Investors who buy homes to turn them into rentals expect that renting out a home will prove more lucrative than flipping over the long haul. What’s key is patience, and basing the original purchase on good information about the health of a particular real estate market.
Rental market intelligence provider RentRange recently released a report on the top 25 U.S. metropolitan statistical areas (MSAs); it looked at pure price appreciation in rents and in yields that can be expected from rental properties. This installment of the list examined increases in rental rate and yield between the third quarter of 2015 and the same quarter in 2014.
[Tweet “LA rental price increases were measured at 16.3 percent, and yields increased by 5.6 percent”]
California and Florida cities dominate the overall list, with a dozen spots between them. Those states also have cities that land most often in the top 10 for rental increases, with Los Angeles coming in sixth. LA’s rental price increases were measured at 16.3 percent, and yields increased by 5.6 percent.

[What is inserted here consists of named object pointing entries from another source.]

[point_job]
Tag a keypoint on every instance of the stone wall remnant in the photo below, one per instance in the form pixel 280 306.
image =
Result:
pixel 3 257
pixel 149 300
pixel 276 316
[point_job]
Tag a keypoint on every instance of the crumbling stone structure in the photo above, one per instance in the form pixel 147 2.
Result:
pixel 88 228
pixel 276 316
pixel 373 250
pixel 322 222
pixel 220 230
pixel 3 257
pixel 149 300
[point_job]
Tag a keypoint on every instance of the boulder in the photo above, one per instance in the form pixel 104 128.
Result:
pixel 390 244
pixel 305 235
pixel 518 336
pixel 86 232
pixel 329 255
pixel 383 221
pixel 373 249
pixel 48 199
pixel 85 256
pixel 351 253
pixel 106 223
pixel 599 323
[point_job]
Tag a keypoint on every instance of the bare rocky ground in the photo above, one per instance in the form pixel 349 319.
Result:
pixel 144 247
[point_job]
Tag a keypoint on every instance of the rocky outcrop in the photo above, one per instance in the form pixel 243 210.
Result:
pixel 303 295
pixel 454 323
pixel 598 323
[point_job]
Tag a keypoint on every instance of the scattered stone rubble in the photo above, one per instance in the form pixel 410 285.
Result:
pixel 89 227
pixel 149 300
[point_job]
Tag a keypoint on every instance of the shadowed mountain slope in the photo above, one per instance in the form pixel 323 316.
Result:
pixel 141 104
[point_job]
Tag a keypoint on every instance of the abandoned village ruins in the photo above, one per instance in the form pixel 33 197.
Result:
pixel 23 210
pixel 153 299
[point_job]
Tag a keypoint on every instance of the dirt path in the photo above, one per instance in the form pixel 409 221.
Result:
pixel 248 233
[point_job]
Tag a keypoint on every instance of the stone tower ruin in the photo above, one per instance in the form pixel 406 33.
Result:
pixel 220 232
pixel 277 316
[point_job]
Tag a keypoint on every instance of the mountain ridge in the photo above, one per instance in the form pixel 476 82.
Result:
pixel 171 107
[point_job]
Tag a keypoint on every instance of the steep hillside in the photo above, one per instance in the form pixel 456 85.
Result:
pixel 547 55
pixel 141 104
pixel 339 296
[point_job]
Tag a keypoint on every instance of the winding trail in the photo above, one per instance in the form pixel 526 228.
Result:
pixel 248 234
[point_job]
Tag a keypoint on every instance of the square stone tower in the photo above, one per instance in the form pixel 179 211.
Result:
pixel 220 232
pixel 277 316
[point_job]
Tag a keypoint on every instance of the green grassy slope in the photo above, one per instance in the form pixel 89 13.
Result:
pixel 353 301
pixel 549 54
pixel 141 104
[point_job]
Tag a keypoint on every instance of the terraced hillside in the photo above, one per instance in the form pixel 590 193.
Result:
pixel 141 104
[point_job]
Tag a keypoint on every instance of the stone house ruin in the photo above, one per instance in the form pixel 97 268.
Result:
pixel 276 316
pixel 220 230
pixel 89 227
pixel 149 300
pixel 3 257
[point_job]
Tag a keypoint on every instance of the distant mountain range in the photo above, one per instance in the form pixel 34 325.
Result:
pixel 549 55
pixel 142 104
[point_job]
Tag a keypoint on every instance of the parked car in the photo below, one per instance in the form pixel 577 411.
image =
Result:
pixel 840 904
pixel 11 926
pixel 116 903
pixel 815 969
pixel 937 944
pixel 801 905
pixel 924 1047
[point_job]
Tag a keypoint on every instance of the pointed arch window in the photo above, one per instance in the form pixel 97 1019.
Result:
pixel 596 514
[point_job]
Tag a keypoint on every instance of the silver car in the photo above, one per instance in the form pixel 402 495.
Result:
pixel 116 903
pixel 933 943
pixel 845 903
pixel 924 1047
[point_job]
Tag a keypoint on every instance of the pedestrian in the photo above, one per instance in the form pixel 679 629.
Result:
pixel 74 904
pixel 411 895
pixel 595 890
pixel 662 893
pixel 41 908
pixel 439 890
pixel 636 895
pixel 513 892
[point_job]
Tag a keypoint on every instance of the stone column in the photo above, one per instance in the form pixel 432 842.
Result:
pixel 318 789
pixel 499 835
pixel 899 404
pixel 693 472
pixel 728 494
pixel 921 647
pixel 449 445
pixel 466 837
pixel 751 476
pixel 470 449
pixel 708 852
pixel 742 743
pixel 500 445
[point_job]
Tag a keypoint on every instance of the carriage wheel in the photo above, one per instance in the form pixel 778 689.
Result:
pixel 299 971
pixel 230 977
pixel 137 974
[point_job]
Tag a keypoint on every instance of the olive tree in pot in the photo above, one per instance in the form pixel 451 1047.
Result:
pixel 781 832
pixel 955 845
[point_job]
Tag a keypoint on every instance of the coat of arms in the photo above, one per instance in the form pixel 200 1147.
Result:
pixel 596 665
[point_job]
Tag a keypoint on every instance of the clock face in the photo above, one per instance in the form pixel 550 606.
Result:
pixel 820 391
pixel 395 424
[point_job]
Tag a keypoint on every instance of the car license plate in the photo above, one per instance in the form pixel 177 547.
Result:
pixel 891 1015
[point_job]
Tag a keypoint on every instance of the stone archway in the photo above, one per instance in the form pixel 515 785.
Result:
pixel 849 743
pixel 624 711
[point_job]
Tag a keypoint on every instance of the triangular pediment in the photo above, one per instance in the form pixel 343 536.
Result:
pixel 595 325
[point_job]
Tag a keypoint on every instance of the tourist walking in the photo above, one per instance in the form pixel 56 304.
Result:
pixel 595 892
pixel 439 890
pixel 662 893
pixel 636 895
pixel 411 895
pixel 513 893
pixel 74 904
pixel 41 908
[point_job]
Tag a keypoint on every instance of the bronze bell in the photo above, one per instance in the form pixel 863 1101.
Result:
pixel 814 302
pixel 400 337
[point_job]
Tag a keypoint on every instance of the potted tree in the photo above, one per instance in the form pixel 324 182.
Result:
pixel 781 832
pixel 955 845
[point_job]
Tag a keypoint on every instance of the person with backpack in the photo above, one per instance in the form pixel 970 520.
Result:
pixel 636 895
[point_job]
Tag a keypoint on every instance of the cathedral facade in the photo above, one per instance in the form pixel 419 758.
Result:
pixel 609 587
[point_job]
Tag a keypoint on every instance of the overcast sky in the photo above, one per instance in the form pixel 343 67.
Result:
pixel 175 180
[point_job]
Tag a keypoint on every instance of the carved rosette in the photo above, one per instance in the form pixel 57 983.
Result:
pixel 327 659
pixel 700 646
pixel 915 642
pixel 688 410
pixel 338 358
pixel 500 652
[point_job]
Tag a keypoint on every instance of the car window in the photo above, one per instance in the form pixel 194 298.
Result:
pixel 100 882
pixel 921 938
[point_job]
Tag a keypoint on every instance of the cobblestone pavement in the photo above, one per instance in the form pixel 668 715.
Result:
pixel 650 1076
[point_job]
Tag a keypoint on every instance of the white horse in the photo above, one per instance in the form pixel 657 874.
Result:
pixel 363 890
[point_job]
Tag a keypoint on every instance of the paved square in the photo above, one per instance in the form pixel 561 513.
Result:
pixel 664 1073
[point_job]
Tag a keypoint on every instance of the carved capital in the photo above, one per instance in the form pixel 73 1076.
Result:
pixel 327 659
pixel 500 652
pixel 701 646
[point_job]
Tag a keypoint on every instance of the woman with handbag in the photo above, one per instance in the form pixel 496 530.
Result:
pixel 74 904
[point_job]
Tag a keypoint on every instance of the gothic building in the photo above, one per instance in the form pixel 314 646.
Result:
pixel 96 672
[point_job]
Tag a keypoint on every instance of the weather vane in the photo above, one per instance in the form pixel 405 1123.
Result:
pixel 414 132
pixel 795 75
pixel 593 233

“Rental prices were distressed (in California), and landlords were not necessarily getting market-rate rents,” said RentRange CEO Walter Charnoff. “The California market experienced a lot of distress, and is now coming back.”
Midwestern cities Columbus, Ohio, Tulsa, Oklahoma and Kansas City, Missouri, while not glamorous or famous, produce solid, double-digit gains in both rental price appreciation and yield.
Even the top-rated metro in the survey, Cape Coral, Florida, showed a 23-percent rent price hike, but a 9.1-percent gain in yield.
“Home prices are going up,” said Charnoff, “so the yield is a less impressive number than the rent price increase.”
Chernoff said that his company’s data show that there is still great opportunity in real estate investing, but points out that to achieve desired yield on those investment results, investors should be well-informed before buying and rehabilitating investment property.
That’s why the rankings were put together — to show more of an apples-to-apples measure of which parts of the country will get investor results that they can at least live with.
The company gathers monthly rental data on approximately 250,000 single-family houses from a variety of sources, including multiple listing services, property managers, landlords and listing websites. Yields are derived from RentRange’s proprietary automated valuation model.